Ok, so here is some more information about how the anka plugin and anka are working. We clone the VM, run a command (sleep) and then I submit the cancel from buildkite.
The pre-exit hook sees that and submits the anka suspend command request. The logs show it gets through most of the suspend steps but then abruptly stops:
2019-03-14 10:26:01,601 [anka_manager.py:56]: vm 0fbc1d26-4665-11e9-93b4-00e04c6834c6 is running (PID 82905)
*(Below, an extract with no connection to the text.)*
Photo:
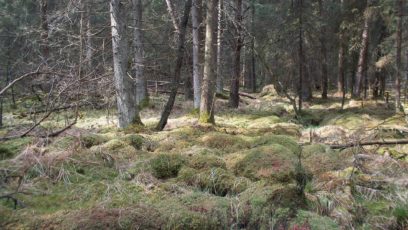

2019-03-14 10:26:01,602 [image.py:52]: /Users/nathan.pierce/Library/Application Support/Veertu/Anka/state_lib/17c642c5-4665-11e9-90b4-00e04c6834c6.ank
2019-03-14 10:26:01,602 [image.py:177]: disk image create command: /Library/Application Support/Veertu/Anka/bin/anka_image create /Users/nathan.pierce/Library/Application Support/Veertu/Anka/state_lib/17c642c5-4665-11e9-90b4-00e04c6834c6.ank 17314086912
2019-03-14 10:26:01,613 [image.py:52]: /Users/nathan.pierce/Library/Application Support/Veertu/Anka/state_lib/17c642c5-4665-11e9-90b4-00e04c6834c6.ank
2019-03-14 10:26:01,614 [anka_vm_process_manager.py:39]: suspending vm
2019-03-14 10:26:01,614 [socket_communicator.py:49]: {"file": "/Users/nathan.pierce/Library/Application Support/Veertu/Anka/state_lib/17c642c5-4665-11e9-90b4-00e04c6834c6.ank"}
2019-03-14 10:26:01,615 [socket_communicator.py:55]: send 123 bytes
2019-03-14 10:26:01,616 [socket_communicator.py:72]: {u'status': u'OK', u'message': u'suspended'}
2019-03-14 10:26:01,616 [anka_vm_process_manager.py:41]: {u'status': u'OK', u'message': u'suspended'}
2019-03-14 10:26:01,617 [anka_manager.py:197]: com.veertu.ankahv.0fbc1d26-4665-11e9-93b4-00e04c6834c6: waiting for task termination
The above anka logs show it is waiting for the TERM that was sent to finish killing off all active processes on the host machine. It can take ~20 seconds sometimes. However, within 5 seconds buildkite throws Exited with status -1 (agent lost) instead.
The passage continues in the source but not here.